Tuesday, December 17, 2013

Network Discovery for Dummies

As a consultant I work several client projects over the year and sometimes I do not get a good/meaningful documentation before I start. Some environments are even so restricted that I cannot install tools or that I have to survive with a regular user account until I get clearance for a domain admin account.
So I checked out what built-in tools I could use on a Windows machine to do a basic discovery of the IT eco system.

1. Either I can connect my laptop or I get a machine fro the client and so I can run a command prompt and see the IP configuration with ipconfig.

2. Run ipconfig again with the /all parameter and find out the primary DNS suffix (what is most likely the DNS name of AD), here in this example it is frontoso.co

nslookup -querytype=SRV _ldap._tcp.dc._msdcs.frontoso.com

Nslookup should give you a list of all domaincontrollers of frontoso.com

3. Now I want see what other machines areound me in the same subnet.

The FOR /L command will fire up a ping command for each IP address in the range (10.0.1.1 - 10.0.1.250). Depending on the subnet this can be adjusted. We use it only to get the mac addresses in from the arp cache and if you scan more then the subnet range you will not get more hits from the arp cache.

 so run FOR /L %v IN (1,1,250) DO start ping -n 1 10.0.1.%v from the command line

and then arp -a to see all entries from the arp cache

Example
Interface: 172.16.32.15 --- 0xa
  Internet Address      Physical Address      Type
  172.16.32.1           54-75-d0-e2-c5-42     dynamic
  172.16.32.8           00-15-5d-20-08-35     dynamic
  172.16.32.9           00-14-5e-45-6e-25     dynamic
  172.16.32.10          68-ef-bd-93-82-04     dynamic
  172.16.32.11          00-15-5d-20-0e-32     dynamic
.....


So event ping was not working because ICMP is disabled on the target machine the arp cache entry exist.
The mac address tells you also the vendor of the network card, so sometime this helps, e.g. in the example above all 00-15-... machines are virtual machines on Microsoft Hyper-V.

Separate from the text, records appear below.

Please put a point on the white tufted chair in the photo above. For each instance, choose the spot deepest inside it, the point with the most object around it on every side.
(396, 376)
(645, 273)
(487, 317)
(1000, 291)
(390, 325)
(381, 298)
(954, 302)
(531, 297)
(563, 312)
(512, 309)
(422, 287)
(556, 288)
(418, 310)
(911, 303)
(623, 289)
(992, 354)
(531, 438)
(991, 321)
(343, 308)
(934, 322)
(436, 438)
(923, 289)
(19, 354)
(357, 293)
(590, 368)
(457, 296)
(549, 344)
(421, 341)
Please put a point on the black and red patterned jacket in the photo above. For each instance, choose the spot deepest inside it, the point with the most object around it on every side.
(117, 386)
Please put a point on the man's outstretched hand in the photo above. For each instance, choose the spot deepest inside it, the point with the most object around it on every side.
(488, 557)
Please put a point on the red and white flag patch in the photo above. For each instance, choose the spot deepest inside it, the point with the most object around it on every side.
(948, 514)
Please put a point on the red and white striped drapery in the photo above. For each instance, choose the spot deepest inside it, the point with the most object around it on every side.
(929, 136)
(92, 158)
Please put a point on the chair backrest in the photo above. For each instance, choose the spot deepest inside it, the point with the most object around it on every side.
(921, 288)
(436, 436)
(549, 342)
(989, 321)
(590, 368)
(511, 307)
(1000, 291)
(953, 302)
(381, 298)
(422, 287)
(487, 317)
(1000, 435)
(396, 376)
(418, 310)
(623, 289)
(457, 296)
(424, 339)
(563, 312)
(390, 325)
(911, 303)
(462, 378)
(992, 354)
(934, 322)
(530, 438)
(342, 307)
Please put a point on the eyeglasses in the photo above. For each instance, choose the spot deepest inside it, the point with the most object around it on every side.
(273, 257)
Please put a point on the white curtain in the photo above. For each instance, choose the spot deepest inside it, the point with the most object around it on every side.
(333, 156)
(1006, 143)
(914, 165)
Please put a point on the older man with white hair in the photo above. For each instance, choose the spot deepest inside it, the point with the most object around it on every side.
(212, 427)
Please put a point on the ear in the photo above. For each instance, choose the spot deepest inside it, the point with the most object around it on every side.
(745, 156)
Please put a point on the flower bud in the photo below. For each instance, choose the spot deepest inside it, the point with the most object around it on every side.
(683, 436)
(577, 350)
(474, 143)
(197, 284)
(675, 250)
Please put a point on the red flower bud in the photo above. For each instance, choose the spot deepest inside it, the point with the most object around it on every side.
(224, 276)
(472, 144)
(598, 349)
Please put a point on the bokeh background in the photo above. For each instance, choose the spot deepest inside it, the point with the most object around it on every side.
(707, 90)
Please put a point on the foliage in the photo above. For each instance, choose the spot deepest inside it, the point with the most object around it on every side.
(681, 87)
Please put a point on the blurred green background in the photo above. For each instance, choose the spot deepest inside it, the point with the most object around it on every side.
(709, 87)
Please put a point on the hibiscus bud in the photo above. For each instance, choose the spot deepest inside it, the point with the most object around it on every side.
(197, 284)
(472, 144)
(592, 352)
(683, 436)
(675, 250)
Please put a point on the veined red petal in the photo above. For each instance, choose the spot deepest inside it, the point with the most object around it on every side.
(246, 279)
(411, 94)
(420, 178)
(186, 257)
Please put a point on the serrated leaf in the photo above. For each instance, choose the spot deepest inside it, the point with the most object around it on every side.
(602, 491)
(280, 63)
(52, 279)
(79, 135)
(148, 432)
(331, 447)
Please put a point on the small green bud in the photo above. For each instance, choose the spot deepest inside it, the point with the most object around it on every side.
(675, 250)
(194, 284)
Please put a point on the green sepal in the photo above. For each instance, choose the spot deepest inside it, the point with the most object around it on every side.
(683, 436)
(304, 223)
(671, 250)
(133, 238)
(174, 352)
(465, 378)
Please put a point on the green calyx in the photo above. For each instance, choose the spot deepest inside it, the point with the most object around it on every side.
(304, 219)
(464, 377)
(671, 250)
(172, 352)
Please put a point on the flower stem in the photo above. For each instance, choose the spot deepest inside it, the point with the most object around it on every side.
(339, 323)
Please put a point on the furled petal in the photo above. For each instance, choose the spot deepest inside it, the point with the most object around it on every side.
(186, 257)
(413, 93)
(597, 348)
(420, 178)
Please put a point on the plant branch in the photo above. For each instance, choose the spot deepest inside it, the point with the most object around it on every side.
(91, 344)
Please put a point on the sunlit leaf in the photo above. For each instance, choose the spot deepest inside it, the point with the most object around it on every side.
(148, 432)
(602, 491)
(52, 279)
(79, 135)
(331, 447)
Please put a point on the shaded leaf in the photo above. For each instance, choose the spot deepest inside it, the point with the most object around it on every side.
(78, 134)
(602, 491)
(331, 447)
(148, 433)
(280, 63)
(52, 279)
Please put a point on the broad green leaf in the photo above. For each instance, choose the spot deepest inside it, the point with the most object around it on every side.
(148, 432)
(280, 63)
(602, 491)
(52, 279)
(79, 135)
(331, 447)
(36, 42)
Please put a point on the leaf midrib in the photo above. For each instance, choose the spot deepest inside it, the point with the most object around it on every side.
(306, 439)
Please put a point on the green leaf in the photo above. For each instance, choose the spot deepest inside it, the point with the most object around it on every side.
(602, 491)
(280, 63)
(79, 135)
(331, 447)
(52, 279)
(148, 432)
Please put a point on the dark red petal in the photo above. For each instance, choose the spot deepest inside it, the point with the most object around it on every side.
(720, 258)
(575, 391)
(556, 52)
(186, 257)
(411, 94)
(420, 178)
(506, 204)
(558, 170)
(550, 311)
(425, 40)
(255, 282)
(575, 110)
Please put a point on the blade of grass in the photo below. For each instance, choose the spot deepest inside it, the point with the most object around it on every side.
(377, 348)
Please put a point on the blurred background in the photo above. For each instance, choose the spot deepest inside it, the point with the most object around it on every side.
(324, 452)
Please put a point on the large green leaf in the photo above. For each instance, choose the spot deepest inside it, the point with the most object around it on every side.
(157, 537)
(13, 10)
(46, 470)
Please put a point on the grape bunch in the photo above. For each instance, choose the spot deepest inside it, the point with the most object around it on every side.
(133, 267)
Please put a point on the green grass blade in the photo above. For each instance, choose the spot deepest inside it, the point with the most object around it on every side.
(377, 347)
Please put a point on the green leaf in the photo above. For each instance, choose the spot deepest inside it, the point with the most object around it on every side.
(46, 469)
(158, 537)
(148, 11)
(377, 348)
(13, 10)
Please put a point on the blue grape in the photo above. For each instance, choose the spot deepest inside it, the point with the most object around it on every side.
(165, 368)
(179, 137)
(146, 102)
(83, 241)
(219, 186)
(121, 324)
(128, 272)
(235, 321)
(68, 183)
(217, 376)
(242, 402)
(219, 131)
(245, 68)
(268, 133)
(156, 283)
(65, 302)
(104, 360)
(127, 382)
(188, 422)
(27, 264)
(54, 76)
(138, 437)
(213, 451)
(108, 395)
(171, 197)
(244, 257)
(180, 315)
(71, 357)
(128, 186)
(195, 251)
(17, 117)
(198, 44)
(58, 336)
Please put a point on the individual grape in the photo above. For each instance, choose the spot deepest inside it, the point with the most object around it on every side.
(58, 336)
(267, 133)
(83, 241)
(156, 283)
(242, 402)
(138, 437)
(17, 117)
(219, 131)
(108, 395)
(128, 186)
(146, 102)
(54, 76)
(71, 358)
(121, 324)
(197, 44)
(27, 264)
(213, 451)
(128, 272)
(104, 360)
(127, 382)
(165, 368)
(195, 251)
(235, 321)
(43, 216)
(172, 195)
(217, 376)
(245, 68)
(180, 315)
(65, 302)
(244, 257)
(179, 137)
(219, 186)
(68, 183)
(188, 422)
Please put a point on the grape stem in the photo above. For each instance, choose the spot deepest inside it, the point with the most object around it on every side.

4. If you want the server names use ping -a to ask DNS for a reverse DNS resolution. Server names can tell a lot, e.g about location and purpose depending on the naming convention.

FOR /L %v IN (1,1,250) DO ping -a -n 1 10.0.1.%v > pinga.txt

5.  If you just want check that you can access a SMB share through a firewall you can use

net use \\IPorServername\ipc$

even you do not have permissions to access the share, then you get an access denied message. But this tells you also that the firewall is mot likely not preventing SMB traffice to that machine.